In late March, Epsilon reported that hackers had stolen the names and email addresses of individuals who receive business newsletters from Epsilon’s clients, which include a number of well known companies such as Best Buy and Robert Half International.  Considering that Epsilon delivers over 40 billion emails a year for its clients, the chances have gone up of improved, targeted phishing attacks as a result of this breach, particularly for banking customers of banks that have used Epsilon for email marketing.

There should be no surprise that the regulatory penalties for data breaches continues to escalate.  Security breach notification procedures were codified into the 2009 ARRA legislation for health care providers.  ARRA Health Tech Initiatives Section 13402 of the ARRA legislation (on page 17 of the linked pdf file) puts the responsibility on a covered entity to notify its customers of a data breach where unauthorized access is gained to “unsecured” protected health information.  In laymen’s terms, “unsecured” PHI is data that is not encrypted.  So, for example, a typical relational database stores its data in physical files on a computer hard drive or array.  Some database systems encrypt these files so that you could not just open up the file in notepad and read its contents.  If a hacker were to gain physical access to the server where these files were located, he or she might not be able to read them without further access (for example, with an administrator-level username and password to directly query the database).  Notification to patients would not likely be required in this circumstance if you could show the hacker gained physical access but not database-level access.

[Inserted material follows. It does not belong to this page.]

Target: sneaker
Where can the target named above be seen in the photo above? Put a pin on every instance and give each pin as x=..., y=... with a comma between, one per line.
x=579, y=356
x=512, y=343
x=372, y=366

Does your database encrypt its stored data files?  Not all database software, and not all versions of specific database software, provide for native encryption.  For example, the data files of your Microsoft Access database are not likely to be encrypted.  For performance reasons, data files for MS SQL Server databases may also not be encrypted.  But, even if your database file is encrypted, if the administrator password to the database itself is blank or easy to guess (like “admin”), you may still have trouble brewing back at the server room.